During a lazy hot afternoon spent watching the cricket, Lisa happened to comment that “a cricketer would probably be the best sportsperson to date”. After a bit of back and forth, we decided that our insights were valuable enough to be worth a blog post. Here then, with no further ado, is a list of 10 sportstypes in ascending order of date-ability. Please note that this is an ordinal scale; the size of the intervals may vary. Some sports have been omitted due to our judgment that they weren’t really sports. “Like golf! I mean, would you date a golfer?”
Honorary mention: Male models. Pedants may argue that these fall under the category of “not really sportsmen”, but c’mon. Have you seen those underwear ads?
10.
Jockeys. If you want a guy who you can throw across the room with one arm, jockeys are for you. If you don’t, then move to the next step. Then again, you might really like horses.
9.
Body-builders. Too much of a good thing is still too much – Lisa aptly named them “pumped up oompa-loompas”, and with the amount of fake tan going around I’d be inclined to agree. If only those protein bars were created by Willy Wonka, maybe I’d reconsider. Lisa’s train of thought: “Though if you want someone who can throw you across the room, you’d have come to the right place. And I mean that in a non-domestic violence kind of way.”
8.
Tennis players. Our unanimous judgment: Egoistical snobs. Not team players. Bad dress sense. Asymmetrical arm muscles. Occasional grunting. The only plus is that they are taller than jockeys and perhaps nicer to look at than body builders. (source: Leyton Hewitt.)
7.
Rugby players/water-polo players. We couldn’t decide between these two (admittedly quite different) sports. Neither have necks. Rugby players also have no brains, but polo players wear less clothes – but “not in a good way” (quote: Lisa). Water sport has an additional appeal on hot days, but New Zealand rugby players aren’t afraid to dance in public.
6.
Footballers. Well positioned in the middle-ish of the scale, footballers may not be renowned for their intellect and quick wit, but their bodies tend to be well proportioned and their ears are still attached to the sides of their heads.
5.
Cyclists.
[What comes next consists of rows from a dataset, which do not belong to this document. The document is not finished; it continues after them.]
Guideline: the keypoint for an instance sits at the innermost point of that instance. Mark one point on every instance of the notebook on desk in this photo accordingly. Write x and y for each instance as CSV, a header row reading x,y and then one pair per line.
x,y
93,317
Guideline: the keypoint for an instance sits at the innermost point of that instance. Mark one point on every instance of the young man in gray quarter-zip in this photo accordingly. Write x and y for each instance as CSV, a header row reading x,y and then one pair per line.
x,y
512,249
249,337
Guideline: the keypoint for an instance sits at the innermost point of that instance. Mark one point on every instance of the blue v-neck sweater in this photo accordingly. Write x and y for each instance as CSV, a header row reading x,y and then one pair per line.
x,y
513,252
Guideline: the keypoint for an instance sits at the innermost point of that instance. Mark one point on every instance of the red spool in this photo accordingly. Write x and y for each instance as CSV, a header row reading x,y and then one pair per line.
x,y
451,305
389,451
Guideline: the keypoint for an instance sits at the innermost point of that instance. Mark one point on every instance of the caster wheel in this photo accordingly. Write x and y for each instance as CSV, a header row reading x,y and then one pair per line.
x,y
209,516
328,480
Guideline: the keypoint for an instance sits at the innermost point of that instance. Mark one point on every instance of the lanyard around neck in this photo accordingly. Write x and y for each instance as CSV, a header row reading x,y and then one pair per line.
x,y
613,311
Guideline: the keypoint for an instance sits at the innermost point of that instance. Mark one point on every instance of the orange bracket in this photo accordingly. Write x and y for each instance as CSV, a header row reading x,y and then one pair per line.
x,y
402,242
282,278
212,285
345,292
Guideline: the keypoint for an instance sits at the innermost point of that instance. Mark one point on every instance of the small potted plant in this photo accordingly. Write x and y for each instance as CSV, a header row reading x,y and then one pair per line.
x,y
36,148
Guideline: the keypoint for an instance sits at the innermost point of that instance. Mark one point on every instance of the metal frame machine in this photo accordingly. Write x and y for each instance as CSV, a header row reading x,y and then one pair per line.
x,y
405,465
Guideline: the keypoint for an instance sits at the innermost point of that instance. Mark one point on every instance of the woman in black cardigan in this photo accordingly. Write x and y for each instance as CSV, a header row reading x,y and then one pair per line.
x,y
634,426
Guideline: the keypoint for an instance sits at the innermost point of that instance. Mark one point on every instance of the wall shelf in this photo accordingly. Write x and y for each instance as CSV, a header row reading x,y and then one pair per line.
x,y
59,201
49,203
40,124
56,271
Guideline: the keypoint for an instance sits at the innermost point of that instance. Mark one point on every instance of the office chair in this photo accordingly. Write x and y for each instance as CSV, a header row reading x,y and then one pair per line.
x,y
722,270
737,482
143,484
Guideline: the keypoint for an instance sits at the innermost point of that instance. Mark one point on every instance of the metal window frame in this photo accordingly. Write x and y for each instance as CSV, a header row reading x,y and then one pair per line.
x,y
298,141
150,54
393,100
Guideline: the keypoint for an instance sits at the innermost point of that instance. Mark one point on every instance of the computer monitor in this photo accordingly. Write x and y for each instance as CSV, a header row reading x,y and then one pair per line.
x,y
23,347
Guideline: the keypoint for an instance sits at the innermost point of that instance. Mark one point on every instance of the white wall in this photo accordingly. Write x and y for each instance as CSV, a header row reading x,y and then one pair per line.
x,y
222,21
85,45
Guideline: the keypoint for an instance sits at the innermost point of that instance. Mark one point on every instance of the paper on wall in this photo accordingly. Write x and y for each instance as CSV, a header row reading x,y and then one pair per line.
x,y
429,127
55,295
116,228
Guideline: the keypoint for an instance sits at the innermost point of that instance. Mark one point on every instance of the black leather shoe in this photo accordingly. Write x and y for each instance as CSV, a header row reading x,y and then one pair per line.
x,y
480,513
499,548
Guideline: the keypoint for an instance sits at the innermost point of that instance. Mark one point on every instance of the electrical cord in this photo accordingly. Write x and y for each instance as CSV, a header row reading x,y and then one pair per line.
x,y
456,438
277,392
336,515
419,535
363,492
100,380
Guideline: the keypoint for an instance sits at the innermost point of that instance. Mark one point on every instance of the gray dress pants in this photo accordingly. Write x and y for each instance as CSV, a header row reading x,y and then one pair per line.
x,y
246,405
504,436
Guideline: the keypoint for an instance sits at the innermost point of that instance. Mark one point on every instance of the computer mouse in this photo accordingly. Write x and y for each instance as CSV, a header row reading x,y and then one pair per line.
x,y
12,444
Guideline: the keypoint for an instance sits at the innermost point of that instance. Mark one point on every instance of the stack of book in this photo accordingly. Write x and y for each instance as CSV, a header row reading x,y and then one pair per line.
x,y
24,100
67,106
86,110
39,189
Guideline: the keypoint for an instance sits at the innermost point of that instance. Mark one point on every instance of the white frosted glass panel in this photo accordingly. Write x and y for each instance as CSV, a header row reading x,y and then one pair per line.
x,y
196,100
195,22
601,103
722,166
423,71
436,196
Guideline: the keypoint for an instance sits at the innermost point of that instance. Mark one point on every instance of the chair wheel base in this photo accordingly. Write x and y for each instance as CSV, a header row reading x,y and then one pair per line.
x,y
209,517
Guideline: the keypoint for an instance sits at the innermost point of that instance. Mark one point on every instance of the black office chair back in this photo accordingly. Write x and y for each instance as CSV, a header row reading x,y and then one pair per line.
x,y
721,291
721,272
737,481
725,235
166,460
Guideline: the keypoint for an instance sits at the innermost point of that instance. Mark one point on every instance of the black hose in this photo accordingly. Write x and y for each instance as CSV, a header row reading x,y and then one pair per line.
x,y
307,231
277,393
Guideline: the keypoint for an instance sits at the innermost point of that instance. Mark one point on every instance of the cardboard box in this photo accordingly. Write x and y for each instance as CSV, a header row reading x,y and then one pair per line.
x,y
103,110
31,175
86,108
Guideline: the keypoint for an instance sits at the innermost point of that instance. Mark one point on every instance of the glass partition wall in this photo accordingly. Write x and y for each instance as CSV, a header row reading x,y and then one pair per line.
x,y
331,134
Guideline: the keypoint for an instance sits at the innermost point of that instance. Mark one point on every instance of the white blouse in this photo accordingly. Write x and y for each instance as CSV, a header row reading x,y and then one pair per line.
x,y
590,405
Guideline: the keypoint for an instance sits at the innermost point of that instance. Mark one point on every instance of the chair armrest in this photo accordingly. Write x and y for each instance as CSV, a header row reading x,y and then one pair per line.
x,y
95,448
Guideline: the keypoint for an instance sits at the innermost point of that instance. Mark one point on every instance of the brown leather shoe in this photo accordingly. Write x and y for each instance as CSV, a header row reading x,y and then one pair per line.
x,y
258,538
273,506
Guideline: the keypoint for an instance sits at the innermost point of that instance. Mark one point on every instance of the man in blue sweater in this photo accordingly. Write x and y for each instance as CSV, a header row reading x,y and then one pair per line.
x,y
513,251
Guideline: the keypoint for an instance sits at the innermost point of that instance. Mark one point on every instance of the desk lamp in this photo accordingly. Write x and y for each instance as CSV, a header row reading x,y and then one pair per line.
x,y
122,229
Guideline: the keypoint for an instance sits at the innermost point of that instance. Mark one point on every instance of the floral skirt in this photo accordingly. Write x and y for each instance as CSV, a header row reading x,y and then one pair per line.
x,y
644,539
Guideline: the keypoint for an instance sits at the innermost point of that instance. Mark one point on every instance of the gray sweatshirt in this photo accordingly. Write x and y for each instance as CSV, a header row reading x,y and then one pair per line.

May suffer from similar lack of team spirit as tennis players and runners, but still rate highly for their nice legs and overall fitness. Cycling also appears to combine well with academic pursuits, which is a plus. (Swimmers, who we accidentally left out of this list, would possibly be ranked similarly to cyclists if you exchange “legs” for “shoulders”.)
4.
Yogi. We were initially very positively inclined towards yogis as a group, but then we realised the potential for ending up with the hippie/alternative/dreaded kind. Personal hygiene is non-negotiable, after all.
3.
Rock climbers. You would probably get the odd hippie in this group as well, but the outdoorsy adventure factor weighs up for that. Strength and flexibility are pluses, smelly shoes minuses.
2.
Rowers. Great bodies. Team sport. Outdoors. Water. No compromise on brains. Potential negative: private school boys. Potential positive: lots of money and a nice house.
1.
Test Cricketers. With a match that runs for five days, these guys have patience and stamina aplenty. They play a team sport, but also need great individual resilience to endure those long hot days on the field. Strength, speed and ball-handling skills are a given, and above all, it’s a gentleman’s sport. Now the only question is: batters or bowlers?
I must say I resent the notion that cyclists are not team players. That is all.
Haha, sorry Yngve! Everyone I know who cycle have to count as exceptions to the above anyway, so you shouldn’t take offense.
cricketers aren’t in as good shape though because cricket doesn’t require so much running around.
Cyclist can often coincide with self-absorbed wanker. And those costumes don’t leave much to the imagination.
Haha, good call – the lycra definitely deserves a mention.